Berdasarkan informasi dari laman resmi Pertamina, harga BBM nonsubsidi di sejumlah daerah mengalami penurunan. Di wilayah Jakarta, harga Pertamax (RON 92) kini dipatok sebesar Rp 11.800 per liter, turun dari sebelumnya Rp 12.350 per liter pada Januari 2026.
Produk lainnya juga mengalami koreksi harga. Pertamax Turbo (RON 98) turun dari Rp 13.400 menjadi Rp 12.700 per liter. Sementara Pertamax Green 95 kini dibanderol Rp 12.450 per liter, turun dari harga sebelumnya Rp 13.150 per liter.
Untuk jenis solar nonsubsidi, Dexlite (CN 51) mengalami penurunan harga menjadi Rp 13.250 per liter dari sebelumnya Rp 13.500 per liter. Sedangkan Pertamina Dex (CN 53) turun tipis menjadi Rp 13.500 per liter dari harga sebelumnya Rp 13.600 per liter.
Di sisi lain, BBM bersubsidi tidak mengalami perubahan harga. Pertalite tetap dijual seharga Rp 10.000 per liter di seluruh Indonesia, sementara harga solar subsidi masih berada di angka Rp 6.800 per liter.
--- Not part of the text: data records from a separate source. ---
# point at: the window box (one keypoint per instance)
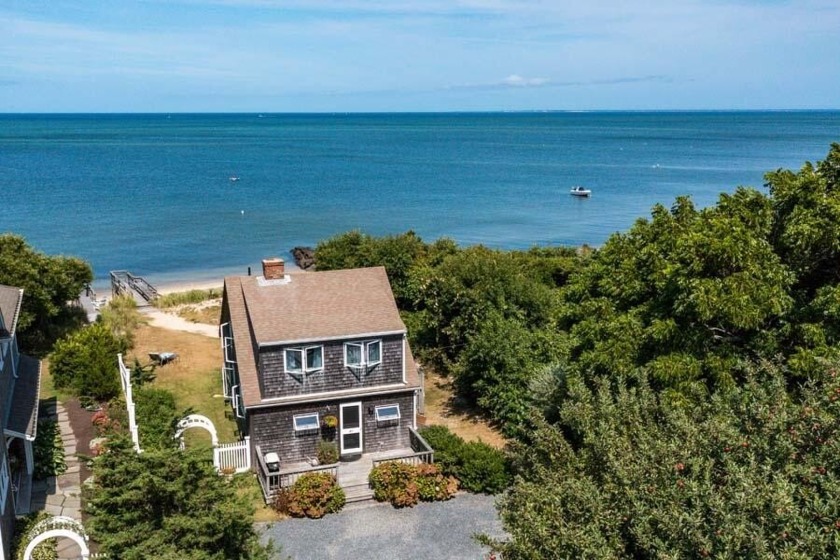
(306, 423)
(388, 414)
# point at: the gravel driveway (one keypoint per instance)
(438, 530)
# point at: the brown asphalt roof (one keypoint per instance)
(322, 305)
(10, 300)
(311, 306)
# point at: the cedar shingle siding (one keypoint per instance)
(273, 429)
(335, 376)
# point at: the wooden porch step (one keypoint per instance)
(358, 493)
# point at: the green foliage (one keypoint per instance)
(479, 467)
(404, 485)
(86, 362)
(47, 550)
(312, 495)
(168, 504)
(395, 482)
(49, 282)
(433, 485)
(483, 469)
(745, 473)
(448, 447)
(48, 451)
(327, 452)
(483, 316)
(191, 296)
(122, 318)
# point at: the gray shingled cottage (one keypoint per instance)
(319, 355)
(20, 384)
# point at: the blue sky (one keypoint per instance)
(417, 55)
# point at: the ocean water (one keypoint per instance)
(152, 193)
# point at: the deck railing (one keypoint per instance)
(423, 452)
(273, 482)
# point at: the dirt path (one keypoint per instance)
(175, 323)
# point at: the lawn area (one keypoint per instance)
(443, 408)
(194, 378)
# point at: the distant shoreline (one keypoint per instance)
(186, 280)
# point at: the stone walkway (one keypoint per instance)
(61, 495)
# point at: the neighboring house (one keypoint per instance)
(303, 347)
(20, 383)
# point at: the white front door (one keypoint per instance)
(351, 428)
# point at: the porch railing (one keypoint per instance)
(423, 452)
(273, 482)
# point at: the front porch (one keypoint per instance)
(352, 476)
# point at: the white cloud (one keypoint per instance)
(515, 80)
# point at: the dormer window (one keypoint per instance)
(304, 360)
(361, 355)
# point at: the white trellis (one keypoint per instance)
(57, 527)
(125, 380)
(196, 421)
(234, 456)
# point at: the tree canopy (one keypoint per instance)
(49, 282)
(628, 473)
(168, 503)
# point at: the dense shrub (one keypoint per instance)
(447, 446)
(48, 451)
(480, 467)
(483, 469)
(327, 452)
(395, 482)
(47, 550)
(404, 485)
(433, 485)
(312, 495)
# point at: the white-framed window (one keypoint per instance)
(387, 412)
(4, 484)
(363, 354)
(304, 360)
(306, 422)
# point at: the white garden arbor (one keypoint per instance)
(227, 457)
(57, 527)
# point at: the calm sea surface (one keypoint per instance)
(152, 193)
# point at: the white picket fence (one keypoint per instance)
(234, 456)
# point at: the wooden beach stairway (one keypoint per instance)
(124, 282)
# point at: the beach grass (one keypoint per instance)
(207, 314)
(194, 378)
(166, 301)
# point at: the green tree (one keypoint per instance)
(49, 282)
(166, 503)
(686, 294)
(85, 361)
(625, 473)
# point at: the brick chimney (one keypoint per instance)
(273, 269)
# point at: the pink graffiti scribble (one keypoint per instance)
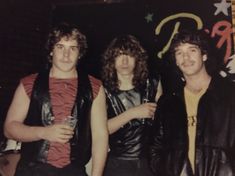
(223, 29)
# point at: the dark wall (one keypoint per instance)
(24, 25)
(153, 22)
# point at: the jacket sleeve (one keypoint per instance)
(156, 147)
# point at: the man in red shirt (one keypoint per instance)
(43, 101)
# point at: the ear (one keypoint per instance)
(204, 57)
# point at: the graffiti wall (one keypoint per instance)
(154, 23)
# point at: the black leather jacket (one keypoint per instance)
(132, 140)
(215, 134)
(40, 113)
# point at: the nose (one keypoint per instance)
(185, 55)
(125, 60)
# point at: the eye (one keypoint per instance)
(178, 53)
(59, 46)
(193, 50)
(74, 48)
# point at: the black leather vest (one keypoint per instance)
(40, 113)
(132, 140)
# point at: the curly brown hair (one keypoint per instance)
(127, 45)
(66, 30)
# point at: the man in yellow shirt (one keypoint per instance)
(194, 130)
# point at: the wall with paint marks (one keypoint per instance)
(153, 22)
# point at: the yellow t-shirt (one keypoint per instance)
(191, 100)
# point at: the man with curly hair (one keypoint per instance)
(194, 129)
(44, 101)
(130, 96)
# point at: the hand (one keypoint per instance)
(145, 110)
(61, 133)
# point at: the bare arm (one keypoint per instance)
(145, 110)
(99, 133)
(14, 127)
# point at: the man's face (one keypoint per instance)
(189, 59)
(124, 65)
(65, 55)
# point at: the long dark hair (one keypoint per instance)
(128, 45)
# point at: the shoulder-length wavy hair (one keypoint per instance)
(127, 45)
(201, 39)
(69, 31)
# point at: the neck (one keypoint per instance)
(125, 82)
(54, 73)
(197, 83)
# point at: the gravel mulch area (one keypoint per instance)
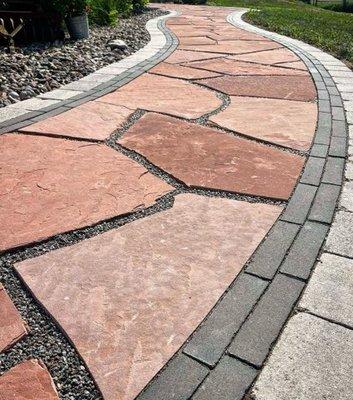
(41, 67)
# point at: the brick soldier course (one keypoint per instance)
(169, 218)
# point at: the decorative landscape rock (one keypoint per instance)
(204, 157)
(163, 94)
(29, 380)
(299, 88)
(65, 185)
(12, 328)
(92, 120)
(291, 124)
(130, 297)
Penyesuaian harga BBM ini dilakukan sesuai dengan ketentuan dalam Keputusan Menteri Energi dan Sumber Daya Mineral (Kepmen ESDM) Nomor 245.K/MG.01/MEM.M/2022. Aturan tersebut merupakan perubahan atas Kepmen ESDM Nomor 62 K/12/MEM/2020 yang mengatur formula harga dasar sebagai acuan penetapan harga jual eceran BBM umum di SPBU.
Formula tersebut mempertimbangkan berbagai faktor, termasuk harga minyak mentah dunia dan nilai tukar, yang menjadi dasar bagi badan usaha dalam menentukan harga BBM kepada masyarakat.